Le premier rendez-vous, qui s’appelle le bilan, permet de faire le point sur les antécédents médicaux, les conditions et habitudes de vie du patient. Un questionnement très détaillé permet de comprendre les éléments déclencheurs du hemmage.
Dans un deuxième temps, une rééducation est proposée. Elle est en général courte. Le hemmage, la toux chronique mais aussi les spasmes laryngés et les mouvements d’adduction paradoxaux des cordes vocales font partie de ce qu’on appelle les dyskinésies laryngées. L’orthophoniste va apprendre au patient le fonctionnement de son larynx et va surtout lui montrer comment ouvrir volontairement ses cordes vocales au moment même ou l’envie de racler (et donc de les rapprocher) apparaît. L’apprentissage d’une respiration « par le ventre » (costo-diaphragmatique) est souvent utile. On propose aussi des mises en situation qui vont provoquer l’envie de racler la gorge, apprendre au patient les signes précurseurs et l’hygiène à adopter au quotidien.

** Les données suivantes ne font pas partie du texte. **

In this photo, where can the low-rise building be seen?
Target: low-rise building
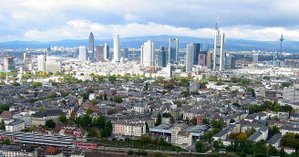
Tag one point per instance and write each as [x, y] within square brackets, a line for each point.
[128, 128]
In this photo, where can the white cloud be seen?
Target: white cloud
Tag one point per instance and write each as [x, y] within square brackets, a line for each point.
[81, 28]
[64, 19]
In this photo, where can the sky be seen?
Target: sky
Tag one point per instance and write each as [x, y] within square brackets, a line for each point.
[47, 20]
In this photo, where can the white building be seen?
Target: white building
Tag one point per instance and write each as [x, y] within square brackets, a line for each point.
[189, 57]
[116, 49]
[82, 53]
[41, 63]
[15, 125]
[291, 94]
[106, 52]
[219, 54]
[147, 53]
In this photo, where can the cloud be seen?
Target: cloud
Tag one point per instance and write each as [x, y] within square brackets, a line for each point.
[61, 19]
[102, 31]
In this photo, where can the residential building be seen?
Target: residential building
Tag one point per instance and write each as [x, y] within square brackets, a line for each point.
[15, 125]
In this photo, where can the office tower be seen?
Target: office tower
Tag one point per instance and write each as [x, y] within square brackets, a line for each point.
[291, 94]
[210, 60]
[91, 54]
[106, 52]
[125, 52]
[8, 64]
[27, 62]
[53, 64]
[255, 58]
[99, 53]
[162, 57]
[230, 61]
[202, 58]
[173, 50]
[190, 51]
[41, 63]
[196, 53]
[147, 53]
[82, 53]
[219, 54]
[116, 49]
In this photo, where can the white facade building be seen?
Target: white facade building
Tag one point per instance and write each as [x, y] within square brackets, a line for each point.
[41, 63]
[219, 54]
[189, 57]
[82, 53]
[147, 53]
[116, 49]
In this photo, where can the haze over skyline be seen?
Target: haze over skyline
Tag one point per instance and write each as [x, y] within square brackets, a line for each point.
[67, 19]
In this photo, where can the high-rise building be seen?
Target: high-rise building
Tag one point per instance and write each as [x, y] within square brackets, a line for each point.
[8, 64]
[99, 53]
[106, 52]
[82, 53]
[125, 52]
[196, 53]
[116, 49]
[162, 57]
[91, 54]
[190, 51]
[41, 62]
[202, 58]
[230, 61]
[27, 62]
[255, 58]
[173, 50]
[210, 60]
[219, 54]
[147, 53]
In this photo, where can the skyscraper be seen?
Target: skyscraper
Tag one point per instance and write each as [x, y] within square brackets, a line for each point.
[41, 63]
[82, 53]
[99, 53]
[173, 50]
[219, 54]
[147, 53]
[196, 53]
[106, 52]
[190, 51]
[8, 64]
[91, 54]
[116, 49]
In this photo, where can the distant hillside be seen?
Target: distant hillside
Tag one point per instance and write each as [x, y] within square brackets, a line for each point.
[135, 42]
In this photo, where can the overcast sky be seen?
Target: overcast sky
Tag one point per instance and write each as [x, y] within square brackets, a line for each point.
[73, 19]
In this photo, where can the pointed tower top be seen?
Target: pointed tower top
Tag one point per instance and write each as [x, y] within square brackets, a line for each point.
[216, 26]
[91, 34]
[281, 37]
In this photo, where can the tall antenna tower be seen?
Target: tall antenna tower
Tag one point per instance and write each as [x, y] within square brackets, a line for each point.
[281, 40]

Le hemmage chronique comme la toux chronique, peut avoir des répercussions sur les interactions sociales de la personne qui en souffre, mais également sur le fonctionnement de son larynx qui devient alors hyperréactif et toujours irrité. Une prise en charge médicamenteuse et paramédicale adaptée est généralement suffisante pour faire passer cette habitude et soulager la personne, qui retrouve un confort qu’elle avait oublié, parfois depuis très longtemps.